Его шалый взгляд вмельк зацепился в углу за недоделанный стенд дежурного класса. Густой гнев поднёс Иллариона Иосифовича к стенду, и в верх пустой ещё колонки он разбежисто и криво влепёхал красным карандашом:
П А З О Р О П А З Д У Н А М!
Затем с угрюмой, с мстительной раздражительностью толсто обвёл свой позор и под номером первым красно, разгонисто влепил мою фамилию.
Ну не ёперный театр?..
Всякий человек может поступать так, как ему не хочется.
Г. Малкин
На переменке я вернулся в класс.
Подлетела Почему.
– Антонеску! Кучерявка[86] тебе улыбнулась? Срочно рапортуй, какие успехи! О чём шептался с тобой святой отец Арро?.. Да этот недоструганный папахен тебя не стукнул? Он может…
Я кисло отмахнулся.
– Отвянь, дерево…
– А всё же? Ты чего нахохлился, пернатый?
– А-а!.. То… сё… Благодарил клыкастый попе-ремен-ке то за громкое поведение, то за тихие успехи… Большущее спасибо подал, да я до класса не донёс.
– Не тяни… – зудела Почему. – Похоже, падре серьёзно готовился к важной встрече с тобой. Вырядился начикчик. При кляузе[87]… Дедушка на выданье! Обалдемон!.. Чего ему от тебя надо?
– Дерьма с брусникой.
– А точней? Что этот кипячёный тебе шепнул?
– Слил кипяток и приспокоился… Поздравь… Я persona non grata.
– Ненадолго?
– Пока мамычку не приведу. Соскучился по ней папашка Арро. Привести просил покорно, наступя на горло.
– Приведёшь?
– Неа. Ко́кушки ему! Что я, свистнутый? Придётся отказать Кошкоеду в горячей просьбе. Пускай этот диря сперва остынет, а там… Чего захотел… Мать в краску вогнать…
– Слушай, чем ты дурика огорчил? Чего он из штанишек выпрыгивает?
– Из колонны не помотал ему лапкой Первого мая на трибунку.

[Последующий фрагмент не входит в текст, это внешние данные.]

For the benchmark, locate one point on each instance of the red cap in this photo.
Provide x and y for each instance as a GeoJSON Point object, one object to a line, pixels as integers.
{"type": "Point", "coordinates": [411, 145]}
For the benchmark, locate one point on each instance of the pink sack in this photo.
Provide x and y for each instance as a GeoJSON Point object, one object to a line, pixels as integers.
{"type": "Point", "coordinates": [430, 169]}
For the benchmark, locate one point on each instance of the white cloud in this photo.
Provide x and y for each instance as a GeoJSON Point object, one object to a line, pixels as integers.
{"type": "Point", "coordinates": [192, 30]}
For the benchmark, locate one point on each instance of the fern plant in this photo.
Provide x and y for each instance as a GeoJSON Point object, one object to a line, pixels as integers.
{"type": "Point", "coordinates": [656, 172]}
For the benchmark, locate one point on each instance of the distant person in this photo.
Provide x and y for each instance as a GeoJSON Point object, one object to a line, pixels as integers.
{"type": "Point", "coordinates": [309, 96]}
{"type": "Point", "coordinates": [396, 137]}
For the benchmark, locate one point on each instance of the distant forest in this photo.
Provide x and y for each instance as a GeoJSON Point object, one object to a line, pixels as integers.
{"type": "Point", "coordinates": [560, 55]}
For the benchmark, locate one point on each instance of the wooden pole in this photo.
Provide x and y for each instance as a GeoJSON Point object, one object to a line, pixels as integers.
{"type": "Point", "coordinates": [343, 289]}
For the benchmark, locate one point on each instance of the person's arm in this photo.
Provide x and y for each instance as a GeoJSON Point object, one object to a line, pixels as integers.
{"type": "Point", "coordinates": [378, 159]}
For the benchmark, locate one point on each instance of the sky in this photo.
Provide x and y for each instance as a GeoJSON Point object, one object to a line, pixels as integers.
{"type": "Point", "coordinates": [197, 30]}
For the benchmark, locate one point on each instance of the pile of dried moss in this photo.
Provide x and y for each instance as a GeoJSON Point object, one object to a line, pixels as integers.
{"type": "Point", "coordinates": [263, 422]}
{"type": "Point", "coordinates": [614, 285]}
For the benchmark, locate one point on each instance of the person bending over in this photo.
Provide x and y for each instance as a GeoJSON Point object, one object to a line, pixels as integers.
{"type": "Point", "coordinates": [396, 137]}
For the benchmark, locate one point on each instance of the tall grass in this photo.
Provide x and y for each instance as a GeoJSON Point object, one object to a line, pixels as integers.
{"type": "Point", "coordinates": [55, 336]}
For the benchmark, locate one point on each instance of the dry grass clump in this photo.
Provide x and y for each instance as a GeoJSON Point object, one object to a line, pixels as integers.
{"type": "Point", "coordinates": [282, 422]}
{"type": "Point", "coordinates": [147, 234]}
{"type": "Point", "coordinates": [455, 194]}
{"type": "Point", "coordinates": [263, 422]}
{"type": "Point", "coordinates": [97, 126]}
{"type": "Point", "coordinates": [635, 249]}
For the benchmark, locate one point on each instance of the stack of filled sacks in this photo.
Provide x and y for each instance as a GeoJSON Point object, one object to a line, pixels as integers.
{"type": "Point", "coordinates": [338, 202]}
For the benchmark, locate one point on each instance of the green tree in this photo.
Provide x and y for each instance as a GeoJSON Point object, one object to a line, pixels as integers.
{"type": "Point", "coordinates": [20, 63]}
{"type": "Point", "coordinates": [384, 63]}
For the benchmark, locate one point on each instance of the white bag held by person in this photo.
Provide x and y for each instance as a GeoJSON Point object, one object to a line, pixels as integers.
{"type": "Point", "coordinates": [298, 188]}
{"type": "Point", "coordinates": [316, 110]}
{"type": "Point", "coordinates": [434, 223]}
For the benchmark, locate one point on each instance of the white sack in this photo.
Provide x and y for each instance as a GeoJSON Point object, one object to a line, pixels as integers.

– Серьёзко? Не был на демонстрации и за этот гнать? Из-за такого глупства? Финиш!.. Ну что с той демонстрации? Мёду опиться? Кому она нужна? Что она даёт? Ну?.. Какой-нибудь перекормленный боровок после сытого завтрака чинно собирает отрыжку в кулак и с трибуны на потешку дуря гаркнет через динамик в текучую толпу: «Ур-р-ря-я, товарищи!» В ответ колонна без ума машет бумажными букетами, шарами, визжит поросяче: ур-ря-яяа!.. Ну и какой прибыток от этого ора? Что продемонстрировано? Кому? Ну, до дуру наорутся славиц в честь каких-то своих кижевских победок, наурякаются, наулюлюкаются над гнилым Западом, загнивание которого нам с минуту на минуту твёрдо гарантируют сорок с гаком лет, а он всё никак, гад, не гниёт… Ну, нагалдятся и разбегутся по своим чумам. Усталые, голодные, захмелелые. А кто подсчитывал себестоимость демонстраций? До-ро-гая штукария. Тонны рублей! В маленьких городах ещё так-сяк. А в Москве, соседский знакомец рассказывал, ещё потемну, в шесть утра слипаются, как мыши, в колонны у своих заводов и с окраины тёпают к Кремлю. До трёх часов на ногах. Людям отгулы за демонстрацию дают. Чего всё это сто́ит? Так не лучше эти убитые миллионы пустить тем же старикам? Вон моя бабушка получает в колхозе в месяц один рубль пенсии. Пустить на те же дома. Вы три взрослые сына живёте с матерью в одной комнатёхе. Может… Не может, а точно вашу квартиру слопала та же демонстрация. Что же перед нею приседать?.. Что ты собираешься делать?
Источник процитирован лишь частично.